Wenn ein Spitzenathlet zusätzliche Beratung wünscht, kann er sich seinen persönlichen Psychologen suchen. Auf die psychologischen Aspekte lege ich großen Wert – letztendlich entscheidet der Kopf über Erfolg oder Misserfolg. Deshalb bin ich immer wieder überrascht, wenn viele Sportler die Muskeln trainieren, aber den Kopf in der Relation dazu nicht …
Lassen Sie sich angesichts Ihrer verantwortungsvollen Aufgaben auch coachen ?
Ja, seit 2002 lasse ich mich von Prof. Klaus Höfle, einem Kommunikationswissenschaftler, beraten. Manbraucht Beratung und Feedback, je exponierter oder je höher die Position ist; die Praxis zeigt aber leider das Gegenteil davon. Die wenigsten Menschen sagen einem ehrlich ihre Meinung. Ich finde das schade; und man wird der Möglichkeit beraubt, Dinge im Sinne eines Miteinanders zu ändern.

Wie weit weg oder nah dran sind Sie heutzutage an den Athleten ?

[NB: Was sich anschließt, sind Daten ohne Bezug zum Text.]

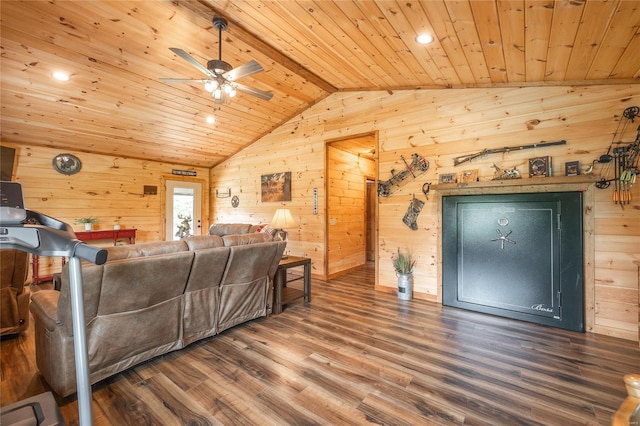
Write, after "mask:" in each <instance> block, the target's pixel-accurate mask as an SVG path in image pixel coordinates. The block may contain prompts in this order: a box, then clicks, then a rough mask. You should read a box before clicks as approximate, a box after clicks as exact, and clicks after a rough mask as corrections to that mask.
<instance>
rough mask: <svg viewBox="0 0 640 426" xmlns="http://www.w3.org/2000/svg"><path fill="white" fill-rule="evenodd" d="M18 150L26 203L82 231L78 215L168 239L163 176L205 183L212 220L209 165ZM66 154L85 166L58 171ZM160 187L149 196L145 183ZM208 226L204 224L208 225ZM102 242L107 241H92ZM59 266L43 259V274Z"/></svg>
mask: <svg viewBox="0 0 640 426" xmlns="http://www.w3.org/2000/svg"><path fill="white" fill-rule="evenodd" d="M2 145H5V146H11V147H15V148H16V149H17V151H18V156H17V157H18V160H17V161H18V164H17V169H16V170H17V173H16V181H18V182H20V183H21V184H22V187H23V192H24V198H25V206H26V208H28V209H29V210H34V211H37V212H40V213H44V214H46V215H48V216H51V217H54V218H56V219H59V220H62V221H64V222H66V223H68V224H70V225H71V226H72V227H73V229H74V230H75V231H83V230H84V225H82V224H78V223H76V220H77V219H78V218H80V217H87V216H94V217H97V218H98V222H97V223H96V224H95V225H94V229H113V225H115V224H120V226H121V227H122V228H123V229H124V228H136V229H137V237H136V241H137V242H148V241H161V240H163V239H164V234H165V231H164V223H165V221H164V217H163V215H164V204H165V195H164V194H165V192H164V182H165V179H172V180H190V181H193V180H196V181H201V182H202V183H203V184H204V185H203V186H204V188H205V191H204V193H205V195H206V197H203V198H204V199H203V210H204V212H205V214H204V215H203V218H202V220H203V223H205V224H207V227H208V223H209V219H208V211H209V204H208V203H209V200H208V194H209V186H208V185H209V169H207V168H190V167H185V166H183V165H171V164H167V163H158V162H153V161H144V160H134V159H127V158H122V157H114V156H106V155H96V154H90V153H84V152H75V151H73V152H71V151H60V150H58V149H52V148H45V147H34V146H24V145H16V144H10V143H5V142H3V143H2ZM62 152H68V153H70V154H73V155H76V156H77V157H78V158H80V160H81V161H82V169H81V170H80V172H79V173H77V174H75V175H71V176H66V175H62V174H60V173H58V172H56V171H55V170H54V169H53V168H52V166H51V162H52V159H53V157H54V156H56V155H58V154H60V153H62ZM173 169H179V170H186V169H189V170H192V171H195V172H196V173H197V176H196V177H182V176H175V175H172V170H173ZM145 185H149V186H156V187H157V195H145V194H144V186H145ZM204 229H206V227H205V228H204ZM92 244H93V245H97V246H104V245H105V244H109V242H108V241H96V242H92ZM59 270H60V259H59V258H53V257H41V258H40V270H39V273H40V275H41V276H46V275H51V273H53V272H58V271H59Z"/></svg>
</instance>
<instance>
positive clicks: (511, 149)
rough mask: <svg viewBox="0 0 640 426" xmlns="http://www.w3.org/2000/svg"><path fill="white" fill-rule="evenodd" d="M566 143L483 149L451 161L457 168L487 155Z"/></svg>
mask: <svg viewBox="0 0 640 426" xmlns="http://www.w3.org/2000/svg"><path fill="white" fill-rule="evenodd" d="M566 143H567V141H565V140H561V141H557V142H545V141H542V142H540V143H532V144H529V145H517V146H505V147H503V148H493V149H483V150H482V151H478V152H476V153H474V154H467V155H462V156H460V157H456V158H454V159H453V165H454V166H459V165H460V164H462V163H466V162H467V161H471V160H473V159H474V158H478V157H484V156H485V155H487V154H497V153H500V152H502V153H507V152H511V151H521V150H523V149H532V148H543V147H545V146H553V145H564V144H566Z"/></svg>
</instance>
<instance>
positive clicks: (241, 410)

Ich bin bei verschiedensten Wettkämpfen anwesend, spreche oft mit den Aktiven über die erbrachten Leistungen, da ich eine extrem große Leidenschaft für den Skisport empfinde. Es passiert mir immer wieder, dass ich sehr emotional auf die Leistungen der Athleten reagiere, wobei es dabei nicht um persönliche Kritik am Athleten geht, sondern um die Emotion in dem Sport. Ich glaube, wenn man keine Leidenschaft mehr für den Sport und die Sportler verspürt, kann man sich auch nicht voll dafür einsetzen. Spitzensport ist Emotion pur, mit allen Höhen und Tiefen, mit Verlieren und Gewinnen – das ist das Schöne daran und dafür arbeite ich.